Cependant, les vins dus Sud-Ouest durent vite s’incliner devant la domination du port de Bordeaux. Le 18 mai 1152, le mariage d'Aliénor d'Aquitaine et Henri II d'Angleterre, ouvrit le marché de Gaillac et de Bordeaux à l’Angleterre. Commence alors à se développer un marché florissant du vin à partir du port de Bordeaux. Les Vins du Sud-Ouest bénéficient d’un commerce prospère jusqu’en 1241, date à laquelle les viticulteurs bordelais obtiennent du roi Henri III d'Angleterre le privilège bordelais, interdisant aux vins du haut-pays d'entrer dans le port de Bordeaux avant la Noël. Ces importants privilèges fiscaux et douaniers permettent aux vins bordelais d’obtenir la primeur auprès des clients et de s’approprier des marchés que les viticulteurs du haut-pays avaient pu développer pour leur propre exportation. Seuls les vins de Bergerac passèrent à travers puisque directement embarqués à Libourne.

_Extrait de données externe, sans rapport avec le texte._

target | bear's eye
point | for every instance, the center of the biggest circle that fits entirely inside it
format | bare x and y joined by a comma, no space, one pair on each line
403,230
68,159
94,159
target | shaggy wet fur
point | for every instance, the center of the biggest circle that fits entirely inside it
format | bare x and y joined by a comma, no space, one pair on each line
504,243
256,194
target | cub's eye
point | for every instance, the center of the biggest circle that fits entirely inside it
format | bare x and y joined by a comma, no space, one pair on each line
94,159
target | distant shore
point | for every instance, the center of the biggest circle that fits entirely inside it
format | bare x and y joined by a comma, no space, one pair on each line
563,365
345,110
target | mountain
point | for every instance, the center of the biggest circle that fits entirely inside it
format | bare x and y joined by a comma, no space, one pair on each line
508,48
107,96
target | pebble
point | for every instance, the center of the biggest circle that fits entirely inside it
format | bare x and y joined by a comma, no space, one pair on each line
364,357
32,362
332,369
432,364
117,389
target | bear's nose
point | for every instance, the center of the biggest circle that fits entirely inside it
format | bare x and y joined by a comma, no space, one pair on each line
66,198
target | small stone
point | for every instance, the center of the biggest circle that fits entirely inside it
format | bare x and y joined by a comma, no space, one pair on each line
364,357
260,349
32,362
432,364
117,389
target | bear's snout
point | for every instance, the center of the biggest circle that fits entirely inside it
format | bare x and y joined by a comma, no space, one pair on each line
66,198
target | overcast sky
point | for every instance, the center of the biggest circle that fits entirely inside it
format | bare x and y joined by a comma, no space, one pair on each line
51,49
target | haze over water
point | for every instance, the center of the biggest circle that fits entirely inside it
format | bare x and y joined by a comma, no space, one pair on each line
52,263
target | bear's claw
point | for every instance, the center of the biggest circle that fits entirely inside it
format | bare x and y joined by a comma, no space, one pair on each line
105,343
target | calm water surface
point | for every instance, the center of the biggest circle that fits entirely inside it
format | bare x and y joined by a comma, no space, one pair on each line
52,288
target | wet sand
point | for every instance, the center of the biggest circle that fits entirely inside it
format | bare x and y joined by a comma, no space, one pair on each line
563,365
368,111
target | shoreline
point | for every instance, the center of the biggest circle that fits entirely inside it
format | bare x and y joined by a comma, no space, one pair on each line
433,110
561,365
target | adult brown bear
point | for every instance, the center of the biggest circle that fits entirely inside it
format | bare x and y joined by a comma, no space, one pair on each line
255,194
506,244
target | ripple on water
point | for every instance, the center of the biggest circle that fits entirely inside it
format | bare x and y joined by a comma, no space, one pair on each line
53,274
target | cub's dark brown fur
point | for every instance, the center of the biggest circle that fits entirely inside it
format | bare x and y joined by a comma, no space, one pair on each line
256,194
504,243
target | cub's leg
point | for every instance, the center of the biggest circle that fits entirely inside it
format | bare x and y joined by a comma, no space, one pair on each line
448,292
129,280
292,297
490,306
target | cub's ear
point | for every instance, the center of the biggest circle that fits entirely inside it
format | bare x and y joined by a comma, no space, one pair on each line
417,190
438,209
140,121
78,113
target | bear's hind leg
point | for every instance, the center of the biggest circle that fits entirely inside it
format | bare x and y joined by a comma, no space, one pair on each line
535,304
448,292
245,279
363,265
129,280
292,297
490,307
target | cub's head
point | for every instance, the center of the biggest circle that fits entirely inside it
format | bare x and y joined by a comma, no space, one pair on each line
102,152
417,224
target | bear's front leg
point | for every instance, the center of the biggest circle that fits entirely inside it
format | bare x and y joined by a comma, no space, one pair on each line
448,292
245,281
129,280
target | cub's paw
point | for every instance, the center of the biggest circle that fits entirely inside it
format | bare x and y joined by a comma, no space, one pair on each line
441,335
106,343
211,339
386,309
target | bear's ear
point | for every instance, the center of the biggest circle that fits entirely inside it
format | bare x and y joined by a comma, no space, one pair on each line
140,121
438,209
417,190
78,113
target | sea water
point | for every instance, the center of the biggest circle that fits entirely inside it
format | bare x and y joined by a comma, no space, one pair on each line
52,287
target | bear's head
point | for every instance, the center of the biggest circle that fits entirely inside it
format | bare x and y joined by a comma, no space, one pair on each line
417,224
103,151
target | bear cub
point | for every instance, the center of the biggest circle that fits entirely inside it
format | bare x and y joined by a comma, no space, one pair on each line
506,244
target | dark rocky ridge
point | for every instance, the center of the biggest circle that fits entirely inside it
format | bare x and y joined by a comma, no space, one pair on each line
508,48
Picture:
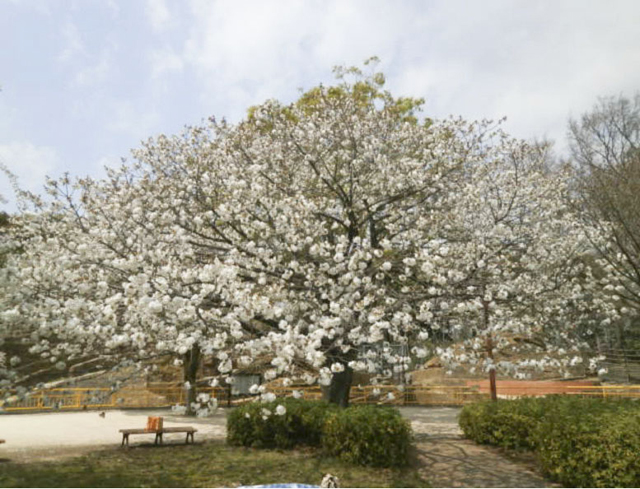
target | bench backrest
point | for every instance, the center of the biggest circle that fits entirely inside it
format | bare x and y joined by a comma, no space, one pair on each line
154,423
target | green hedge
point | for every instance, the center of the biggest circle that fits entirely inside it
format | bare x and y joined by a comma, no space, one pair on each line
368,435
301,424
579,442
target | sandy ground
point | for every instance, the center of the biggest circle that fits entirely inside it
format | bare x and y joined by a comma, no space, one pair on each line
51,436
55,435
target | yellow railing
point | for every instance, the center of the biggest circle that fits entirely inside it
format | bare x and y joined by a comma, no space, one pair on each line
62,398
165,395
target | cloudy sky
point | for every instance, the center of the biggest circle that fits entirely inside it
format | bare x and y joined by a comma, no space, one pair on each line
85,81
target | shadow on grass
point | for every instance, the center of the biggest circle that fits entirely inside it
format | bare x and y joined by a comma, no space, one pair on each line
209,464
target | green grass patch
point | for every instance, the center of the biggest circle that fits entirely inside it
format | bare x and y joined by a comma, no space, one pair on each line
212,464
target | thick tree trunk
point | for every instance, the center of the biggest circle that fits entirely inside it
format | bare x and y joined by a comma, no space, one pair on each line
340,388
492,373
191,366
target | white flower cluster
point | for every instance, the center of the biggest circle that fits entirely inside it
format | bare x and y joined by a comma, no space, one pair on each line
300,235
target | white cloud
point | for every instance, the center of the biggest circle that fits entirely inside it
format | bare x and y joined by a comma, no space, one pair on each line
164,62
158,15
94,74
533,62
130,120
73,44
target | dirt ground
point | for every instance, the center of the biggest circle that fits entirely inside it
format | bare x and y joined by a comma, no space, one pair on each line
51,436
448,460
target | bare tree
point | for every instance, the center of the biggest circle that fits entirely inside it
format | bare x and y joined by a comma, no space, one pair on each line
605,145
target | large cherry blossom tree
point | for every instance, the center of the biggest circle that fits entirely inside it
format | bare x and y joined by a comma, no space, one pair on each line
303,235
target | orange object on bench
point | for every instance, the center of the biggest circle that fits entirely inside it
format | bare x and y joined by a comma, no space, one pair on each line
154,423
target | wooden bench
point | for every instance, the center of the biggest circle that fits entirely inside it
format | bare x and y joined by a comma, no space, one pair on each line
154,425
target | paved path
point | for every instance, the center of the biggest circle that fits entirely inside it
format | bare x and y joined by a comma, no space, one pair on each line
51,436
449,460
452,461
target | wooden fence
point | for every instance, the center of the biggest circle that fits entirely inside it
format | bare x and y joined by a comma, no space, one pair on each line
166,395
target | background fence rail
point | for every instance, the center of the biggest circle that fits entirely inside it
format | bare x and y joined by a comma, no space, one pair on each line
166,395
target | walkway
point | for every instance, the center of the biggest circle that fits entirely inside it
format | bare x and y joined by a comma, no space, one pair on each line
449,460
452,461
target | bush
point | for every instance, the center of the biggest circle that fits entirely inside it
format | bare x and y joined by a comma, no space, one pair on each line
591,449
506,424
257,424
368,435
579,442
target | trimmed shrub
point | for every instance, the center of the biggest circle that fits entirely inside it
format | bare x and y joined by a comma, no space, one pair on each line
258,425
579,442
368,435
591,450
503,423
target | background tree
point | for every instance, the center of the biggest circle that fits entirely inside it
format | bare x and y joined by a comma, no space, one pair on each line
605,145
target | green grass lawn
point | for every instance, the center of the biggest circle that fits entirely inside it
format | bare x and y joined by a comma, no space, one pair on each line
211,464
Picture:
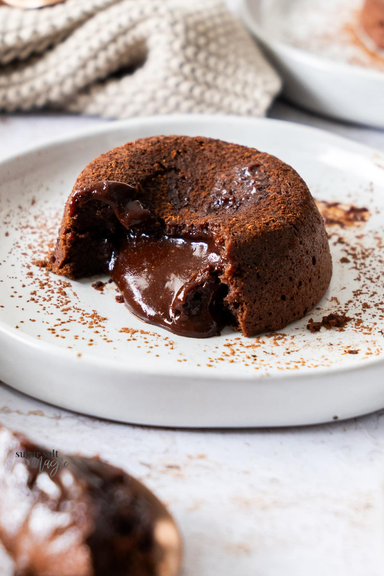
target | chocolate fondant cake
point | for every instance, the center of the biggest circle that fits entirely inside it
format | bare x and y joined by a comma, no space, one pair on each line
372,20
198,233
75,516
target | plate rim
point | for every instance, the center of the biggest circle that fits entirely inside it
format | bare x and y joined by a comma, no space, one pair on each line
304,56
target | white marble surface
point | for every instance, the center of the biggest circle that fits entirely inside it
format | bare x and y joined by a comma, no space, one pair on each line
293,502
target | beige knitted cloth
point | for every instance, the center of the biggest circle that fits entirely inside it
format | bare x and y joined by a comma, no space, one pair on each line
122,58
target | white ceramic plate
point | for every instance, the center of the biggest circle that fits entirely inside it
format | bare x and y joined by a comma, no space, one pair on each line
320,82
70,345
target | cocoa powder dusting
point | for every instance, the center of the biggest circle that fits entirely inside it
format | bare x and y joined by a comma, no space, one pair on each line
331,321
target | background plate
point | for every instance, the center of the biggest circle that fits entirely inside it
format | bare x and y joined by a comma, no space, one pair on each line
317,49
69,344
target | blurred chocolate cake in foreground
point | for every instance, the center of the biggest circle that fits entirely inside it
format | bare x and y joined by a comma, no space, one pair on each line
76,516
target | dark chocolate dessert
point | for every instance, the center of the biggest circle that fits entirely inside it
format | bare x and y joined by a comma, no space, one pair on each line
75,516
197,233
372,20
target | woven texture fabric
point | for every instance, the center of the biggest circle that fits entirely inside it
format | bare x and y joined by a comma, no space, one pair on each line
123,58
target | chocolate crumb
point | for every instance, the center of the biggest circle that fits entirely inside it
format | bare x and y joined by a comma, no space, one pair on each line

Bordeaux enclenche alors une progression vers un processus de production plus moderne et de qualité (drainage et amélioration de ses abords marécageux, barriques en chêne neuves et usage de la bouteille en verre et du bouchon en liège).

Renaissance

Les 15ème et 16ème siècles sont marqués par l’apparition à Bergerac des vins blancs secs, dont Rabelais et Montaigne firent plus tard l’éloge. Mais aussi par le vin de Jurançon qu’Henri IV imposa comme vin de cérémonies à la cour. En 1579, la Hollande gagna son indépendance et va commença son expansion commerciale qui atteignit son apogée au 17ème. Or les hollandais étaient très friands des blancs et des moelleux. En 1599, Henri IV fit venir des ingénieurs hollandais pour assécher les zones marécageuses du royaume. Les vignerons comprirent vite l’intérêt qu’ils avaient à faciliter et à promouvoir le commerce de leurs vins vers la Hollande. Ainsi sachant que les hollandais raffolaient des eaux de vie ils se mirent à en produire sur des terrains et avec des cépages produisant des vins blancs secs plutôt acides (comme le picpoul). C’est la naissance de l’Armagnac !  
Période contemporaine

En 1776, Louis XVI mit fin au privilège bordelais. Cependant, le vignoble du Sud-Ouest n'en profita pas longtemps, les bouleversements causés par la Révolution et la naissance de l'Empire ralentissant considérablement le commerce des vins. Les propriétés détenues par les ecclésiastiques furent rachetées et réorganisées. Le premier Empire favorisa l’expansion des différents vins régionaux à l’intérieur de la France par l’abolition des taxes douanières intérieures mais les vignobles du Sud-Ouest furent frappés successivement par l’oïdium entre 1853 et 1854, suivit par le phylloxéra dans les années 1870 puis le mildiou vers 1878.
Ravagé, Il fallut presqu’un siècle au vignoble du Sud-Ouest pour se remettre de cette crise dramatique, aggravée par le déclin économique des années 1880. Quelques vignerons eurent la possibilité de replanter leurs vignes à l’aide de porte-greffes américains. Cependant il demeura une dépense impossible pour de nombreux petits paysans-fermiers.

Le XXe siècle

Durant le XXe siècle, la production de masse de vins de table permit le développement d'un grand vignoble, à partir de cépages productifs. Cependant, ces éléments discréditèrent les productions de vin de qualité au profit de la production de vin de table plus rémunératrice.
Le renouveau va éclore, paradoxalement, d'une nouvelle catastrophe. Le gel de 1956 anéanti une partie des vignes et seuls les plus motivés replantèrent. Le vignoble retrouva progressivement ses lettres de noblesse, la restructuration des vignes s'accompagnant du réencépagement en variétés locales qualitatives. C’est alors que les reconnaissances géographiques (AOC, VDQS ou vin de pays) vinrent consacrer ces années d’efforts pour de nombreux vins locaux, comme le Bergerac, qui obtint son A.O.C. en 1936, ou le Madiran en 1948.